Uber will now let you rate your driver mid-trip

Sometimes you know immediately when your Uber driver is amazing. Or maybe they quickly reveal themselves as something creepy. For those moments, Uber will allow you to rate your driver and leave comments in the middle of a trip. Wait to not rate more.

Uber is framing the change as a burning desire to hear your comments. "You have places to go and things to do, and we never want to miss the opportunity to listen and improve," the company says in a blog post.






It seems likely that Uber is also trying to increase its rate of speed passengers. Or increase the number of runners who qualify their drivers and leave comments. More chances to qualify, more classification of pilots. And more drivers subject to anxiety related to the ratings.
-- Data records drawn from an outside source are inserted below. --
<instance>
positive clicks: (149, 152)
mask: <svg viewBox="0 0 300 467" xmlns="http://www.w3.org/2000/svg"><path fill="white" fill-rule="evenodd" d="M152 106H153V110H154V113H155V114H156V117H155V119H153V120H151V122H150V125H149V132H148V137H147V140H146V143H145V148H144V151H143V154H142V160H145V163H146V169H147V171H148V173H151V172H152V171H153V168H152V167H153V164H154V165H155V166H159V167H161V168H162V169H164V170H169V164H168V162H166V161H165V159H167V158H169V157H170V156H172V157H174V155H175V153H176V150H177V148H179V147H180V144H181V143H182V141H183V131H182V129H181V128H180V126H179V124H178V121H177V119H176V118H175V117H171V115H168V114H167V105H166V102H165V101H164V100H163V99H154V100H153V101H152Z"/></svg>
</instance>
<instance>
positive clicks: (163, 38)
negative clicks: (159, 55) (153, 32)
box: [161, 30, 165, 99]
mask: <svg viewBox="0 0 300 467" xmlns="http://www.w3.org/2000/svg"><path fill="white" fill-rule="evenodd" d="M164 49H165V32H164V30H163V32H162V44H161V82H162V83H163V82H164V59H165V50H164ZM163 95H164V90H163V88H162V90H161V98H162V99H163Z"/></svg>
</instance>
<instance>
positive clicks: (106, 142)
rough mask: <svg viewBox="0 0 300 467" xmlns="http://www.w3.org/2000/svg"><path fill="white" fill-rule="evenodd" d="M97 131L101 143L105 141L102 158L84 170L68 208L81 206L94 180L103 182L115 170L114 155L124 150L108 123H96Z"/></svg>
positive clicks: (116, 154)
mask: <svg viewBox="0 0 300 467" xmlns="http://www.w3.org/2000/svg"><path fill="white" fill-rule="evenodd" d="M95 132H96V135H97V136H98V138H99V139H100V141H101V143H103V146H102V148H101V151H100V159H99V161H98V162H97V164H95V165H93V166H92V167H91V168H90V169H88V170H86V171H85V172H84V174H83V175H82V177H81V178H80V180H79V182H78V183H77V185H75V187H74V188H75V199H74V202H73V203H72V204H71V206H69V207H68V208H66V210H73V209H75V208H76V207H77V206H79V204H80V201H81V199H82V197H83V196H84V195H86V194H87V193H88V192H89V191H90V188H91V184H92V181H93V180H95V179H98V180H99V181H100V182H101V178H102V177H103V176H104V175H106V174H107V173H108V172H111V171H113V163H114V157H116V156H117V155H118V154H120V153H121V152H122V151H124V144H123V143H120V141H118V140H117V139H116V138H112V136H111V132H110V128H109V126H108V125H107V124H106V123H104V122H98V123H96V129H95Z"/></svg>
Users are currently being asked to rate their drivers between one and five stars, as well as to choose from a pre-selected group of comments ("good conversation", "excellent service") at the end of their trip.

Drivers' ratings are calculated based on the average rating of their last 500 trips (or total trips if they are less than 500). The consistent low scores are marked in Uber HQ, and the drivers whose rating falls below 4.6 risk of deactivation. To reactivate, Uber encourages drivers to take expensive improvement courses.

Uber does not seem to offer the same half-trip privileges to its controllers. Last year, Uber updated its application to ask drivers to give feedback to rebel drivers. Drivers can choose from a pre-selected list of reasons to explain why they rated a passenger less than five stars. But the half-trip grade will not be available because it could distract them from the important task of driving, said a Uber spokesman. On the other hand, the passenger could take a look at a bad rating on the driver's phone, and discomfort would occur.

There is a dark side in the classification game. As The Verge Josh Dzieza wrote in his seminal article on rating systems:

The rating systems used by these companies have made customers unconscious and unwittingly ruthless, more efficient middle managers than any boss that a company can hope to hire They are always there, working for free, hypersensitive to the smallest mistake. All the algorithm has to do is calculate its judgments and deactivate them accordingly.

The qualifications help these companies reach a huge scale, managing large groups of workers hired without training without hiring supervisors. It is also a good arrangement for clients, who get a cheap service with a smile, even if it is an anxious activity. But for workers, who are already in a precarious position of contract work, making each client a boss is a frightening prospect. After all, they – we – can be titled idiots.